Я была взволнована, и то и дело облизывала губы. Ракх стоял близко, весь в тёмном — рубашка, сюртук и брюки — и от мужчины пахло одновременно сладко, горько и свежо. Казалось, он впитал в себя сотни ароматов, и мне стало любопытно, каков его собственный запах. Конечно, подумать об этом пристальнее я не решилась. От мужчины исходила мрачная, внушающая трепет сила, одновременно пугающая и притягательная. Удивительно, как я не почувствовала её раньше! В ту нашу первую встречу он был расслаблен и радостен, теперь же будто оседал под тяжестью невидимых оков.

— Думаю, достаточно, — сказал колдун, когда я неосознанно погладила его запястье. — Благодарю.

— Всегда рада помочь. Ой, там кто-то пришёл!

У главного входа и правда стояла женщина, и Ракх направился к ней, не прощаясь. Как я вскоре выяснила, незнакомка пришла за магией.

— Обычно он не отказывает, если дело пустяковое, — пояснил Аник, когда я принесла ему завтрак. — Ну, там зелье какое сварить, или посмотреть тёмные метки…

— А в чём откажет?

— Более сложное колдовство вроде разговора с мёртвыми, или заговор на обречение, или распутать тропы прошлых жизней…

— Ты хорошо в этом разбираешься, — улыбнулась я.

— На самом деле, не очень, но я иногда помогал ему, когда мы странствовали. Тёмная магия — дело сложное и опасное, и мало кому она под силу. А Ракх к тому же проклят.

— Что это за проклятие, Аник? — спросила я с бьющимся сердцем.

— Он помогал уничтожить мою родину, — холодно сказал парень. — И природа ему отомстила. Ты не думай, я не питаю к нему ненависти. Моих родных он не трогал. И, тем не менее, эта тьма на его лице — заслуженная.

— А его глаз? — тихо спросила я.

— Он особенный, — отозвался Аник, быстро расправляясь с омлетом. — Я точно не знаю, но, кажется, им он способен видеть саму близкую смерть.

Меня передёрнуло.

— Это страшное проклятие.

— Да уж, — отозвался парень, сосредоточенно жуя. — Кстати, ты верхом ездить умеешь? Нет? Хочешь, научу?

— Спасибо тебе за предложение, но мы должны сначала спросить разрешения у Ракха. Это ведь его конь.

— Спрашивай, — кивнул парень. — Хотя я думаю, это не обязательно.

Из дома вышла та самая женщина в красном платье, и вид у неё был испуганный. Я попрощалась с Аником и поспешила на кухню, чтобы отнести Ракху поднос. Мне очень хотелось узнать, что такого он сделал для незнакомки, но маг как всегда сидел за дверью лаборатории, и постучаться я не решилась.

До самого вечера я чинила вещи для приюта, а, когда умылась, долго стояла у приоткрытого окна, ожидая, когда появится колдун.
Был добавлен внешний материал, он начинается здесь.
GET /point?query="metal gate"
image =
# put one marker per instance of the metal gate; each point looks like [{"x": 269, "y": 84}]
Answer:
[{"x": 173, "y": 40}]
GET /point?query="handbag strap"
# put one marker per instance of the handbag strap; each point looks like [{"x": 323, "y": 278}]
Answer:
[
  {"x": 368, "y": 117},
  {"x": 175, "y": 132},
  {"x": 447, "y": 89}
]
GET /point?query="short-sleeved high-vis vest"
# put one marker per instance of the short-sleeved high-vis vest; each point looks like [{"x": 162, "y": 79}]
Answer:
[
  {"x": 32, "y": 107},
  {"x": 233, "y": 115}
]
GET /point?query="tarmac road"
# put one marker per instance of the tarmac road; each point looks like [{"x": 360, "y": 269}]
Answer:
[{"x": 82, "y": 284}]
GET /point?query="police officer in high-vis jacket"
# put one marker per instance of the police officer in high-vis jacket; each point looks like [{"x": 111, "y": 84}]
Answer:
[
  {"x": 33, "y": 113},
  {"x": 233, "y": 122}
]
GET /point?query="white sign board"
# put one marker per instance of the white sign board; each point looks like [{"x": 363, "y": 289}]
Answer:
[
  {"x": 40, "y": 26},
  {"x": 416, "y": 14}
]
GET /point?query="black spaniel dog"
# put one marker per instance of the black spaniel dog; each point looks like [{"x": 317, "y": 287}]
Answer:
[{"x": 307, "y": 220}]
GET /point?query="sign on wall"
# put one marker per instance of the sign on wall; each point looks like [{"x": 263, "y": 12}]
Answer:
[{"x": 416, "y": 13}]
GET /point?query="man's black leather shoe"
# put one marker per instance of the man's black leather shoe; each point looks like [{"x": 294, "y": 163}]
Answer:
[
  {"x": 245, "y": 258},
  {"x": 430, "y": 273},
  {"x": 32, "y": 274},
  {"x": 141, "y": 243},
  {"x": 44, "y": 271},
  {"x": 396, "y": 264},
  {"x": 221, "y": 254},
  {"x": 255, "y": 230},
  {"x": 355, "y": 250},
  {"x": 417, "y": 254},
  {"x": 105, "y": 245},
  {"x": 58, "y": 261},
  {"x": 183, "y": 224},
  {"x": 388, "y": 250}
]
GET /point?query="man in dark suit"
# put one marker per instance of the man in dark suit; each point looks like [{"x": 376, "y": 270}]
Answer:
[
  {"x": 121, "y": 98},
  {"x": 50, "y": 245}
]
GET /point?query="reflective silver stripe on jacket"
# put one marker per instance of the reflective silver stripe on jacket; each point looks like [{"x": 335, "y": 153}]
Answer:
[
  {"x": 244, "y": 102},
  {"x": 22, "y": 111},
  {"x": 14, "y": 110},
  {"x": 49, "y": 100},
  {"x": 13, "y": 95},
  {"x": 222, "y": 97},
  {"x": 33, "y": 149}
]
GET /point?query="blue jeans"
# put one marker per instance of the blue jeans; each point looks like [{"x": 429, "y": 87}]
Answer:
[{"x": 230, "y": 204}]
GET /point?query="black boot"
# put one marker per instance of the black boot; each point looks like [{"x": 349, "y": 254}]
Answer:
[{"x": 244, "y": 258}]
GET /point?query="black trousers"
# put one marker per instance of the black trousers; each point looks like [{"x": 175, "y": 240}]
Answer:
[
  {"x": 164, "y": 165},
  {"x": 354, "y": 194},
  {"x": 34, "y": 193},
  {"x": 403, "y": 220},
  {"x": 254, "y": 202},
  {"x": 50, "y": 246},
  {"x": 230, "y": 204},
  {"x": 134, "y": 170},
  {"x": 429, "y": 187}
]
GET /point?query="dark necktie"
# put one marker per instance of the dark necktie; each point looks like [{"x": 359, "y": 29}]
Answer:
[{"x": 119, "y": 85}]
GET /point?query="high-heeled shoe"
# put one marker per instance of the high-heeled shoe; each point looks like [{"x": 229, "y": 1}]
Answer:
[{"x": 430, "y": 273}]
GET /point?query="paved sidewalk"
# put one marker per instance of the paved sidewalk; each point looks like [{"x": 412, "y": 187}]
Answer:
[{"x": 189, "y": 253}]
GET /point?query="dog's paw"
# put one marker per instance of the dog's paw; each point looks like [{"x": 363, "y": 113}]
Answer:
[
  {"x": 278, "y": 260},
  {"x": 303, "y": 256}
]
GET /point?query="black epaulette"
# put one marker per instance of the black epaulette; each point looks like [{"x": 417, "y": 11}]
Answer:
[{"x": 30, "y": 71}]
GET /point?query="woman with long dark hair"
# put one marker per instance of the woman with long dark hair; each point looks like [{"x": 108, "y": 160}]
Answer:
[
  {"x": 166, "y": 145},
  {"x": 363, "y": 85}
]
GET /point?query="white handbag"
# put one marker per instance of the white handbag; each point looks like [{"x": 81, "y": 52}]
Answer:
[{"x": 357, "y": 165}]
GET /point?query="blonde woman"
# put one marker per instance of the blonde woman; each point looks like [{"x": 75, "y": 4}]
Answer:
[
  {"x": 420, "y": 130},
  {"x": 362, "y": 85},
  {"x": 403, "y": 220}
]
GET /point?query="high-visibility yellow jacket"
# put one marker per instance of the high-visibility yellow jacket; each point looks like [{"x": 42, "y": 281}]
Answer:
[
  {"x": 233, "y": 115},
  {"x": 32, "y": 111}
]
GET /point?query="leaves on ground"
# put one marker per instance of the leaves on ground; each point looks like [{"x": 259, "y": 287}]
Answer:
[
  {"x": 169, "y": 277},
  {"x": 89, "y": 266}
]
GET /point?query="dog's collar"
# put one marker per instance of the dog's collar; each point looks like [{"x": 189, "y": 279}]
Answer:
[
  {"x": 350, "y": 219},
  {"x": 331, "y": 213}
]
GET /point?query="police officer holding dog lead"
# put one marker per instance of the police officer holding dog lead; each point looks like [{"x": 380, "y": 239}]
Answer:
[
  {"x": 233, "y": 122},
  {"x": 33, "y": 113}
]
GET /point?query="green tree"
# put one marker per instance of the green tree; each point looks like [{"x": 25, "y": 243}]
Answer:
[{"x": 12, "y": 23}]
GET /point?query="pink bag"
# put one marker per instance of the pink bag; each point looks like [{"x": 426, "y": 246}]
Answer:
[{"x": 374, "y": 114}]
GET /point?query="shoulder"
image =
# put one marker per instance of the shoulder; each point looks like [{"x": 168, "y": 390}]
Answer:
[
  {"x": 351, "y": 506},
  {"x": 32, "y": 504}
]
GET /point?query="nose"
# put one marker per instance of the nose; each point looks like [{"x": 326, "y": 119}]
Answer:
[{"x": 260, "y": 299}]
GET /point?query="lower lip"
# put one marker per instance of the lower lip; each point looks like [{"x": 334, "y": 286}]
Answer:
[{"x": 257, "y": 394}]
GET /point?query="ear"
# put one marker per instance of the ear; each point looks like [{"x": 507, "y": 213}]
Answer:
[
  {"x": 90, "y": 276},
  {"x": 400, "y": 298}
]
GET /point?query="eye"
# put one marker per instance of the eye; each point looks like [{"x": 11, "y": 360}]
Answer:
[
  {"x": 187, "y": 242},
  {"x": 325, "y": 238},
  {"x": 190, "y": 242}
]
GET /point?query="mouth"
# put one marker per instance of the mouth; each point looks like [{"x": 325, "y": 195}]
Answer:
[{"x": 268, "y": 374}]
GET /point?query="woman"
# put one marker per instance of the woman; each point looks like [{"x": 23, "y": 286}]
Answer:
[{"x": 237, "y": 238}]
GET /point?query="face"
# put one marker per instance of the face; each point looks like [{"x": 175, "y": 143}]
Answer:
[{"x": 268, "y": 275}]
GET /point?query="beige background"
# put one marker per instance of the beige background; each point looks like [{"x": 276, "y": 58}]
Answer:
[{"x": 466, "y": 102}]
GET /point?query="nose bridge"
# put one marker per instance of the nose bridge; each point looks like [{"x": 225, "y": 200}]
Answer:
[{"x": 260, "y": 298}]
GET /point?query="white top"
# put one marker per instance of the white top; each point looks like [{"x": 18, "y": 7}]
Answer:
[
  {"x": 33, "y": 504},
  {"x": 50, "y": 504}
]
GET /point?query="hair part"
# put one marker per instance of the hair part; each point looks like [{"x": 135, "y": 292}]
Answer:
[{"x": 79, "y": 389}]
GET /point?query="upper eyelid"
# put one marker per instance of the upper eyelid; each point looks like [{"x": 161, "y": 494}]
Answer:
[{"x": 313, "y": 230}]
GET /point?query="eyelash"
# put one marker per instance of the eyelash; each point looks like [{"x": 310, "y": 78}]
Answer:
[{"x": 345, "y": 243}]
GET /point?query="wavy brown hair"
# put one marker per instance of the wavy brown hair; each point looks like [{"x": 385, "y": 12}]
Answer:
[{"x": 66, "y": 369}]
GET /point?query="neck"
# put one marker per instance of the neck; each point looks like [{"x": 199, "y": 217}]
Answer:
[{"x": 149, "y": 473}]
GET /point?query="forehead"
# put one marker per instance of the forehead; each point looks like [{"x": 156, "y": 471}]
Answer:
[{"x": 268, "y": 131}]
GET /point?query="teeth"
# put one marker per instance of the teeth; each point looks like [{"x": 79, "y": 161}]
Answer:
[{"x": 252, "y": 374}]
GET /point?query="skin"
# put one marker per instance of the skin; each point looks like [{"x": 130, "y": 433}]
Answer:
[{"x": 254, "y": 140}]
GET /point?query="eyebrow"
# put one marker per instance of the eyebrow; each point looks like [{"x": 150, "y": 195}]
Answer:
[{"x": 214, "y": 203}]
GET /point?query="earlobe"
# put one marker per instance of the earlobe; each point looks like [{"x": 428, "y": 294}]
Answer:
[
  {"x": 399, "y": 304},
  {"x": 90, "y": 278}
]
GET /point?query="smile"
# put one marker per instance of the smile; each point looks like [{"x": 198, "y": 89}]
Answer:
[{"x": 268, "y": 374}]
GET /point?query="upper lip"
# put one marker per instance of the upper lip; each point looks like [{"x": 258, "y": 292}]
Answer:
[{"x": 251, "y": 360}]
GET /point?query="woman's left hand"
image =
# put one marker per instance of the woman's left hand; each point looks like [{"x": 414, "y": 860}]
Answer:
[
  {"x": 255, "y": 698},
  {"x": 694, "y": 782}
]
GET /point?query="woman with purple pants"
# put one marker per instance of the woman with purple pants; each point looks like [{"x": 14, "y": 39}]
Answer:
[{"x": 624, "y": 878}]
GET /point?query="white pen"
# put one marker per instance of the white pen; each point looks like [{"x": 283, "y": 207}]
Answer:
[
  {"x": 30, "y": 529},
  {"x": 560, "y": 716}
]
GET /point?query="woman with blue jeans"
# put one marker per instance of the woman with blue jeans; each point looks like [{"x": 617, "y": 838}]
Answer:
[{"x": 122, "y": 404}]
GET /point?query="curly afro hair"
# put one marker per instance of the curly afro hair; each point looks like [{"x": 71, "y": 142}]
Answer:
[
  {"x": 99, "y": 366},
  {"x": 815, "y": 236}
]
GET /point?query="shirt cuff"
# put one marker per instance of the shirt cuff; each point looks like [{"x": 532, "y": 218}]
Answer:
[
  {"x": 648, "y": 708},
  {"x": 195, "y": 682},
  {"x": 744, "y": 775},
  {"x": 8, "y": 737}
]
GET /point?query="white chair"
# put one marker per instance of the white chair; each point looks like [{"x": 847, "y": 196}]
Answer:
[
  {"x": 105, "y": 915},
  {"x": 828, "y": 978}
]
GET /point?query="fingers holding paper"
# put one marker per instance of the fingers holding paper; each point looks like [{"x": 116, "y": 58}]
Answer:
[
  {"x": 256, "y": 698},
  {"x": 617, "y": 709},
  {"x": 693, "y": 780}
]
И он пришёл — как всегда в тёмном, правда, на сей раз синем, наряде, слегка растрёпанный и усталый. Прошёл по саду, погладил яблоню, сорвал красивую бордовую розу… Потом знакомо заржал Жало, и донёсся весёлый голос Аника.

Я отложила расчёску и легла в постель. Нас всех что-то тяготило, у каждого была своя ноша. И каждый из нас потерял любимых. Удивительно, как в одном доме собрались так похожие друг на друга люди! У Аника тоже не было семьи и родины, и он не терял надежды вернуться в Лету и своими глазами увидеть, какой она стала спустя годы. А вдруг когда-нибудь мы все найдём новый дом? Интересно, какой он будет? Почему-то я не допускала мысли, что останусь в столице навсегда.